淡い期待を抱いて連絡をしてみると「和歌山のみかんのむき方といえば……きっと『有田むき』のことですね。よかったらお話ししますよ」とのこと。
アリダムキ!?なんとむき方に名前までついているようです!さっそく、詳しい情報を聞きに行きたいと思います。
大阪から阪和自動車道を経由して車で約90分。有田インターチェンジを降りると、景色が一変!どーんとみかん畑が広がっています。土地があればみかんの木、空き地であっても数本ですが植えられているところもあります。見上げると山肌はほぼ一面みかん畑。この景色を見るだけでも、すでに来たかいがある気がしてきました。

みかん畑の間を走ること数分。

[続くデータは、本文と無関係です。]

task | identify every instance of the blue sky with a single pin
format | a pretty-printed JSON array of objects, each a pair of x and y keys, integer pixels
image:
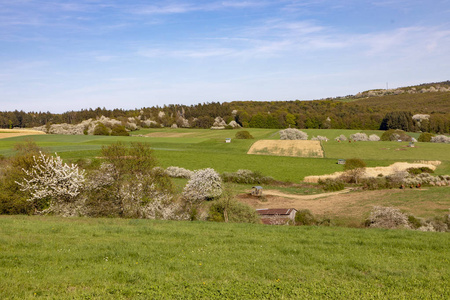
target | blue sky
[{"x": 67, "y": 55}]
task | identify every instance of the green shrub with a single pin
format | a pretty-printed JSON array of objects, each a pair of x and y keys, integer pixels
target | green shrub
[
  {"x": 331, "y": 185},
  {"x": 243, "y": 135},
  {"x": 119, "y": 130},
  {"x": 101, "y": 129},
  {"x": 354, "y": 163},
  {"x": 237, "y": 212},
  {"x": 305, "y": 217},
  {"x": 417, "y": 171},
  {"x": 425, "y": 137},
  {"x": 414, "y": 222}
]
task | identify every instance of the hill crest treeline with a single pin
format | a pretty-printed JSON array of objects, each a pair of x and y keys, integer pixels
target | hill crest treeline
[{"x": 365, "y": 113}]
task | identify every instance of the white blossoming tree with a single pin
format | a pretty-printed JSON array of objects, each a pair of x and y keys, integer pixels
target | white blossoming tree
[{"x": 51, "y": 179}]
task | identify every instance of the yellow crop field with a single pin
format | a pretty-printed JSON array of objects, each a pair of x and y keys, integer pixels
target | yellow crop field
[{"x": 7, "y": 133}]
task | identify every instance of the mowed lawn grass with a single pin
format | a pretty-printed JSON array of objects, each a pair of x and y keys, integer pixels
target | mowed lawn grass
[
  {"x": 201, "y": 148},
  {"x": 74, "y": 258}
]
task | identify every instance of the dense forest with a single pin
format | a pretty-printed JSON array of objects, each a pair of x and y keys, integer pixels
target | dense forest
[{"x": 376, "y": 109}]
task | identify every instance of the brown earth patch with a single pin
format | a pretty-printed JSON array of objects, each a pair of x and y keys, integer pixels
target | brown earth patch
[
  {"x": 297, "y": 148},
  {"x": 168, "y": 134},
  {"x": 7, "y": 133},
  {"x": 375, "y": 171},
  {"x": 355, "y": 205}
]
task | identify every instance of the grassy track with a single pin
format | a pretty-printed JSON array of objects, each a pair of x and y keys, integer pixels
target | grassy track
[{"x": 55, "y": 258}]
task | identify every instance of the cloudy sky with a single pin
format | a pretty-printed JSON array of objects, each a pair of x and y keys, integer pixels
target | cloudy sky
[{"x": 67, "y": 55}]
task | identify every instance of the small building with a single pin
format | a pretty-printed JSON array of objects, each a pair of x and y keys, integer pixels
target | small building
[
  {"x": 257, "y": 191},
  {"x": 277, "y": 216},
  {"x": 341, "y": 161}
]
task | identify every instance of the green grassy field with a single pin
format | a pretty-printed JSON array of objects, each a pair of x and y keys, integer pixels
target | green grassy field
[
  {"x": 87, "y": 258},
  {"x": 201, "y": 148}
]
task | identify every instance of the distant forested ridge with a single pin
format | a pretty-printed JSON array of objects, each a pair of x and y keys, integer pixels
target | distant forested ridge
[{"x": 421, "y": 108}]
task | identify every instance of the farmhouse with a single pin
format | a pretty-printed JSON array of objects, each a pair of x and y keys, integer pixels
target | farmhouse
[{"x": 277, "y": 216}]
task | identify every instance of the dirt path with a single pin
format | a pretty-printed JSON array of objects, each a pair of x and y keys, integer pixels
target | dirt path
[{"x": 354, "y": 205}]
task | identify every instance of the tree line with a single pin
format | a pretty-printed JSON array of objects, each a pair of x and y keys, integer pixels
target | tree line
[{"x": 385, "y": 112}]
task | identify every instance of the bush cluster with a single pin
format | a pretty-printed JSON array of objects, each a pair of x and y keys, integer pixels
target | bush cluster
[
  {"x": 331, "y": 185},
  {"x": 359, "y": 137},
  {"x": 235, "y": 212},
  {"x": 393, "y": 218}
]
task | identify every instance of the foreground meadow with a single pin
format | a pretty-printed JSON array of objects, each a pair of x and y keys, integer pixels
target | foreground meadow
[{"x": 57, "y": 258}]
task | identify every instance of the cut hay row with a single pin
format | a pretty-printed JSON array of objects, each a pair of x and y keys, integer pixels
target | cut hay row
[
  {"x": 374, "y": 172},
  {"x": 295, "y": 148}
]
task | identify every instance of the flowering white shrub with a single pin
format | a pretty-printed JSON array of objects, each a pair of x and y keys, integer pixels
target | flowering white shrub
[
  {"x": 178, "y": 172},
  {"x": 440, "y": 139},
  {"x": 51, "y": 178},
  {"x": 341, "y": 138},
  {"x": 319, "y": 138},
  {"x": 359, "y": 137},
  {"x": 293, "y": 134},
  {"x": 374, "y": 138},
  {"x": 389, "y": 218},
  {"x": 204, "y": 184}
]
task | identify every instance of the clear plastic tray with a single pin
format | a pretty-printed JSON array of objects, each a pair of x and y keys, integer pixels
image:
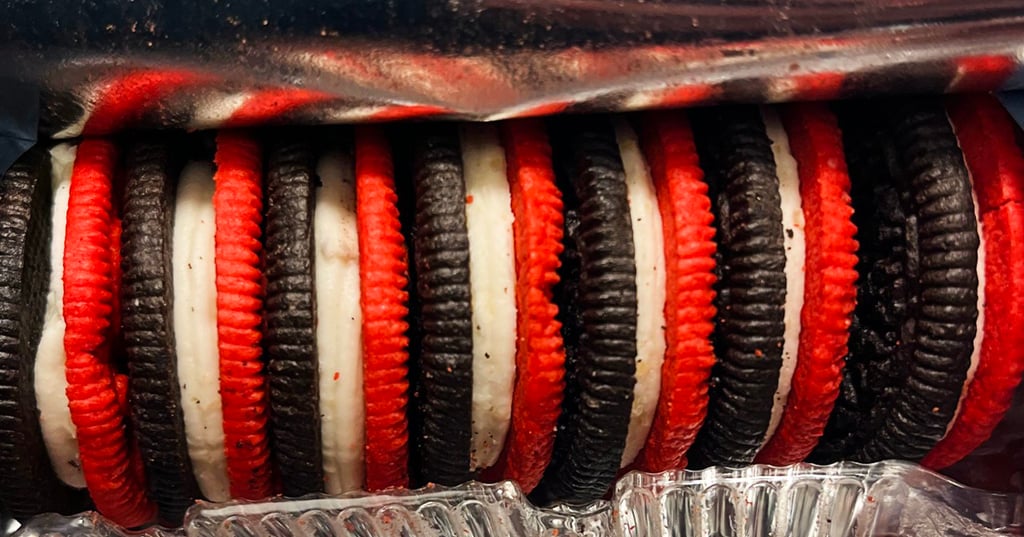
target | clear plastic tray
[{"x": 887, "y": 498}]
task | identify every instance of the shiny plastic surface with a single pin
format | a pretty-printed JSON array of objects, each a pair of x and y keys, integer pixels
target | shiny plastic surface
[
  {"x": 108, "y": 65},
  {"x": 887, "y": 498}
]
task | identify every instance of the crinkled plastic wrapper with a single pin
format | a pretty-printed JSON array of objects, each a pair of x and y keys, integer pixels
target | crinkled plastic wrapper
[
  {"x": 109, "y": 66},
  {"x": 887, "y": 498}
]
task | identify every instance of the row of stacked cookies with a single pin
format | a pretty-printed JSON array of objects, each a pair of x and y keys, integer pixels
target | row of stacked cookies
[{"x": 553, "y": 301}]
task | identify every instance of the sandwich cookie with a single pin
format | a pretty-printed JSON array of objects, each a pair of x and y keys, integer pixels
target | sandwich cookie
[
  {"x": 384, "y": 305},
  {"x": 809, "y": 386},
  {"x": 689, "y": 311},
  {"x": 29, "y": 484},
  {"x": 152, "y": 167},
  {"x": 442, "y": 395},
  {"x": 50, "y": 381},
  {"x": 986, "y": 135},
  {"x": 597, "y": 293},
  {"x": 760, "y": 258},
  {"x": 290, "y": 337},
  {"x": 238, "y": 208},
  {"x": 916, "y": 318},
  {"x": 96, "y": 393},
  {"x": 540, "y": 357}
]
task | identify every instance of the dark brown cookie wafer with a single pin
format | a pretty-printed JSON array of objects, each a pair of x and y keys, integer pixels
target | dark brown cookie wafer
[
  {"x": 153, "y": 166},
  {"x": 937, "y": 336},
  {"x": 598, "y": 308},
  {"x": 916, "y": 313},
  {"x": 290, "y": 337},
  {"x": 443, "y": 346},
  {"x": 736, "y": 156},
  {"x": 882, "y": 288}
]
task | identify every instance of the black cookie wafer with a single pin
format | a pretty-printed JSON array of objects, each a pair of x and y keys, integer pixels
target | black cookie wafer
[
  {"x": 935, "y": 334},
  {"x": 152, "y": 167},
  {"x": 28, "y": 485},
  {"x": 290, "y": 337},
  {"x": 739, "y": 166},
  {"x": 871, "y": 367},
  {"x": 597, "y": 298},
  {"x": 443, "y": 348}
]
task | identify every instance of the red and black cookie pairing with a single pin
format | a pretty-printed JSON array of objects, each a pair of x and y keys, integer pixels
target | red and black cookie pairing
[{"x": 553, "y": 301}]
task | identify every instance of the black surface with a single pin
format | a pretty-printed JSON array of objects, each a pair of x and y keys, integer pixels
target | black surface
[
  {"x": 739, "y": 167},
  {"x": 153, "y": 166},
  {"x": 441, "y": 430},
  {"x": 198, "y": 26},
  {"x": 290, "y": 313},
  {"x": 28, "y": 485},
  {"x": 598, "y": 311}
]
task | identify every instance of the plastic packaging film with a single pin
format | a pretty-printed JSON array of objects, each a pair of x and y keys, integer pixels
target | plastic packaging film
[{"x": 887, "y": 498}]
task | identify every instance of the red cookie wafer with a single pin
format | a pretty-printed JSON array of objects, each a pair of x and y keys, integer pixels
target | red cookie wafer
[
  {"x": 829, "y": 292},
  {"x": 986, "y": 135},
  {"x": 537, "y": 399},
  {"x": 383, "y": 300},
  {"x": 689, "y": 310},
  {"x": 94, "y": 390},
  {"x": 238, "y": 206}
]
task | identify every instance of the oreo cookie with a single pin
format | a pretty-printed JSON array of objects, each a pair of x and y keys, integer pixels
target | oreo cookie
[
  {"x": 290, "y": 332},
  {"x": 986, "y": 134},
  {"x": 442, "y": 319},
  {"x": 736, "y": 156},
  {"x": 597, "y": 297},
  {"x": 29, "y": 485},
  {"x": 914, "y": 324},
  {"x": 152, "y": 168}
]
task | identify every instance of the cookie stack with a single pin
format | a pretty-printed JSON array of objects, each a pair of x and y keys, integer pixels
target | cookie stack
[{"x": 553, "y": 301}]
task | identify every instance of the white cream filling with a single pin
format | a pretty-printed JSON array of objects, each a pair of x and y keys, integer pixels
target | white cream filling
[
  {"x": 59, "y": 435},
  {"x": 796, "y": 256},
  {"x": 648, "y": 248},
  {"x": 195, "y": 312},
  {"x": 339, "y": 324},
  {"x": 980, "y": 322},
  {"x": 492, "y": 282}
]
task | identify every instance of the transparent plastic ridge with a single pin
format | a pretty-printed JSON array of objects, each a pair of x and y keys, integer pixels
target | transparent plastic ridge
[{"x": 885, "y": 498}]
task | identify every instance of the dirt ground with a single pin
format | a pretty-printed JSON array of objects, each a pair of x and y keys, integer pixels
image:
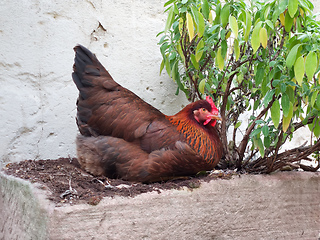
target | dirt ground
[{"x": 69, "y": 184}]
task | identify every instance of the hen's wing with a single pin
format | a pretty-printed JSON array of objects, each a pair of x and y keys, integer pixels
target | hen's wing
[
  {"x": 117, "y": 158},
  {"x": 104, "y": 107}
]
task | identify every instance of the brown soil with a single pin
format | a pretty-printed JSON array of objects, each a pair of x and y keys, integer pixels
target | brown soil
[{"x": 68, "y": 183}]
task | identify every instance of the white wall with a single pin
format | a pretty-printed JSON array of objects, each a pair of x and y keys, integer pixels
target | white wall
[{"x": 37, "y": 97}]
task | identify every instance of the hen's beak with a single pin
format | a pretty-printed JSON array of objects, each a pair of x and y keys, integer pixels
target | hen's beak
[{"x": 215, "y": 116}]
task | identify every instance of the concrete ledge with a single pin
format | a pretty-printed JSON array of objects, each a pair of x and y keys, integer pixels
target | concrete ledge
[{"x": 278, "y": 206}]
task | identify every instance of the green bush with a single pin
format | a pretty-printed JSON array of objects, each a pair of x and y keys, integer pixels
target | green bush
[{"x": 257, "y": 57}]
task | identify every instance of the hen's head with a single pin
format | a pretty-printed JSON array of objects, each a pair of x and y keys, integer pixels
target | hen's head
[{"x": 206, "y": 112}]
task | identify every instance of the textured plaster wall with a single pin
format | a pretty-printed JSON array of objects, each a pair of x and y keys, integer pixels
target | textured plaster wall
[{"x": 37, "y": 97}]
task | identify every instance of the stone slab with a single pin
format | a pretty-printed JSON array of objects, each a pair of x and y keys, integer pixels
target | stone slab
[{"x": 277, "y": 206}]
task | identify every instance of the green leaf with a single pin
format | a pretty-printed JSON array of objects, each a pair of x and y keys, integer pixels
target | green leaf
[
  {"x": 169, "y": 19},
  {"x": 313, "y": 98},
  {"x": 169, "y": 2},
  {"x": 162, "y": 66},
  {"x": 270, "y": 24},
  {"x": 219, "y": 59},
  {"x": 194, "y": 61},
  {"x": 263, "y": 37},
  {"x": 259, "y": 76},
  {"x": 201, "y": 25},
  {"x": 236, "y": 49},
  {"x": 311, "y": 65},
  {"x": 287, "y": 119},
  {"x": 201, "y": 85},
  {"x": 288, "y": 21},
  {"x": 268, "y": 97},
  {"x": 292, "y": 7},
  {"x": 167, "y": 65},
  {"x": 233, "y": 25},
  {"x": 255, "y": 39},
  {"x": 205, "y": 9},
  {"x": 265, "y": 130},
  {"x": 316, "y": 129},
  {"x": 267, "y": 142},
  {"x": 248, "y": 23},
  {"x": 318, "y": 102},
  {"x": 190, "y": 26},
  {"x": 299, "y": 70},
  {"x": 291, "y": 58},
  {"x": 285, "y": 104},
  {"x": 199, "y": 50},
  {"x": 261, "y": 147},
  {"x": 225, "y": 12},
  {"x": 275, "y": 113},
  {"x": 238, "y": 124}
]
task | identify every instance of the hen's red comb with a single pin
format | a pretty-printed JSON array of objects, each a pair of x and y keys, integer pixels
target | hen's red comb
[{"x": 209, "y": 100}]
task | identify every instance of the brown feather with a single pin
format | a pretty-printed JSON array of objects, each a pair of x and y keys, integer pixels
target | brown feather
[{"x": 125, "y": 137}]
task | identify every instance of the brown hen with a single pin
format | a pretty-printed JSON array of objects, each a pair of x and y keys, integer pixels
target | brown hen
[{"x": 122, "y": 136}]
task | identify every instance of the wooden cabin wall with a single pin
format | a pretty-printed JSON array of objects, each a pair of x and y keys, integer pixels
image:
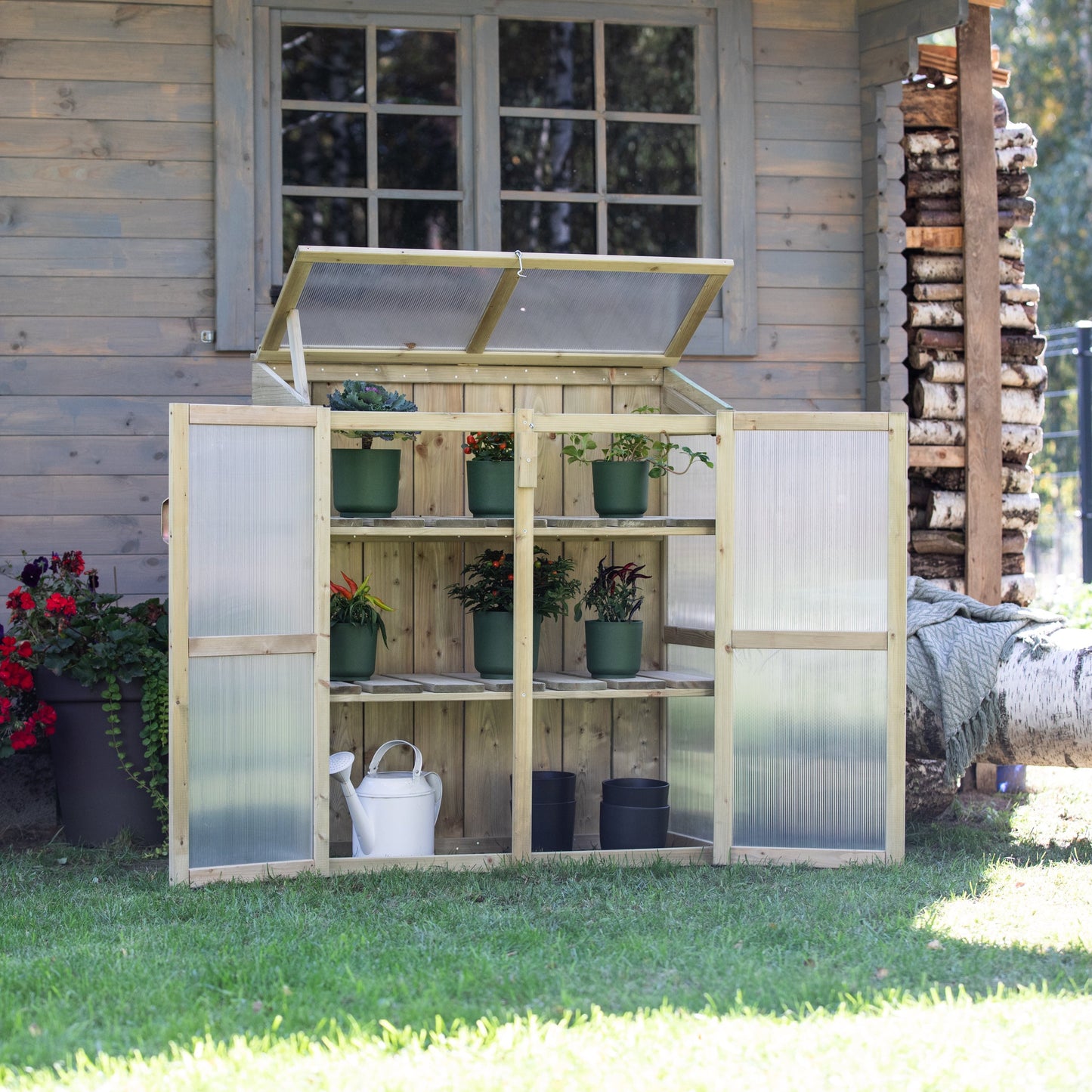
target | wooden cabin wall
[
  {"x": 809, "y": 200},
  {"x": 470, "y": 744},
  {"x": 106, "y": 273}
]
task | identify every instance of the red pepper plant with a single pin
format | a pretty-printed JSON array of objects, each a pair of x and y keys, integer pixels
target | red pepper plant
[
  {"x": 60, "y": 621},
  {"x": 490, "y": 581}
]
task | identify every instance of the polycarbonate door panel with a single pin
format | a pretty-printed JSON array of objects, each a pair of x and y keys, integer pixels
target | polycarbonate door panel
[
  {"x": 809, "y": 732},
  {"x": 810, "y": 531},
  {"x": 252, "y": 530},
  {"x": 252, "y": 758},
  {"x": 690, "y": 749}
]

早和果樹園の本社に到着しました。

皮まで使うみかん愛に密着 車を降りると、かんきつ系のさわやかな香りでいっぱい。見わたせば、あちこちでみかんが山のように積み上げられています。まるで「みかんの聖地」に足を踏み入れたよう!胸が高鳴ります。

みかんの量に圧倒されていると、「ようこそ早和果樹園へ」と男性が近づいてきて声をかけてくれました。社長の秋竹さんです。

素早く綺麗にみかんの皮をむく方法が和歌山にあると聞いて調べに来ました。お電話では「アリダムキ」とお聞きしたのですが……。
「有田むきのことですね!」とニッコリ笑うと、「まあ、見ていてください……はい、どうぞ」。
秋竹さんが手もとで少し指を動かしたかと思えば、次の瞬間には、皮がつながったまま綺麗に4等分されたみかんが差し出されました。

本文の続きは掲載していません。